Forensic Odonotlogy (dentistry) is that aspect of dental science, which interacts with the legal justice system. It covers a wide range of activities but particularly involves the study of teeth and bones.  Although examination of the teeth cannot generally be used to determine the cause of death, it is the most common method which is used for the identification of unknown human remains.

Teeth are coated in enamel, a durable substance which is the hardest substance within the body. Because of this resilience, teeth outlast tissues and organs as decomposition begins. In the event of a mass disaster such as a fire or explosion, the examination of the teeth and comparison to dental records is often the primary method used for identification. An individual’s teeth, their alignment, the presence of damage or filings and the mouth’s overall structure can help identify a person. An odontologist will use x-rays, dental casts, and even a photograph of the person’s smile to compare the remains to the suspected victim.

Odontology is still used more commonly than DNA fingerprinting in the identification of victims, as there are frequently good dental records kept of most individuals in a population. These can generally be accessed in the event of an accident or even a massed disaster and compared with the dentition of any unknown individual. Although the speed at which DNA analysis can be carried out has increased in recent years, and the cost has decreased, odontology has remained the preferred method as a cost effective relatively quick method for identification.
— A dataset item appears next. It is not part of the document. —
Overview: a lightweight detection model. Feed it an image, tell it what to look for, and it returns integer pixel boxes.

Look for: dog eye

The examination of dentition can indicate other aspects of a victims profile. As there are regular changes which take place from the development of baby teeth to the emergence of the 32 adult teeth, this can be used to determine the age in unidentified victims.  Other environmental factors such as whether an individual is a smoker or not can be determined from examination of the teeth.
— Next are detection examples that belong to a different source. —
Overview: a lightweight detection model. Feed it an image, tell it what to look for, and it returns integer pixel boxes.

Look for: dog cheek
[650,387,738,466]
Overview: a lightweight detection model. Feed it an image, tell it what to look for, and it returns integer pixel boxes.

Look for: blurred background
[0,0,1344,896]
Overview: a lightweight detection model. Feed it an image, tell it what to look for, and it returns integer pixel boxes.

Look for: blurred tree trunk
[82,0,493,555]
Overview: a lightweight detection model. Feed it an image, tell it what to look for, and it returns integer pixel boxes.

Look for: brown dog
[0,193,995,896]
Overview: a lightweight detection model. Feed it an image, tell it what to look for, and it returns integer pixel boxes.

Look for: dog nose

Another area which can fall under the work of the odontologist is the identification of bitemarks. These may involve bite marks items such as food which has been left behind at the scene of a crime or in crimes against a victim in issues relating to human abuse and neglect. Bite marks which have been left behind on human flesh are difficult to record as they will lead to bruising which will reflect the shape of the teeth, but they will not give a detailed impression. Generally such bitemarks are photographed so that the odontologist can refer back to them if a likely suspect is identified. In most courts of law, the evidence of a bitemark is more likely to be used to show that a suspect could not be responsible rather than providing irrefutable evidence of guilt. In the event that a bite mark is found on a victim, the use of a cotton wool swab to collect samples of saliva for DNA analysis is a much more useful technique for the positive identification of a suspect.

Occasionally a forensic odontologist may be involved in a case relating to animal attacks and may be required to identify the animal involved, although in such cases other experts who are more familiar with animal may be recruited to work on the investigation.

Odontologists are also involved in cases of dental malpractice and being an effective expert witness, both in the criminal, as well as civil trials.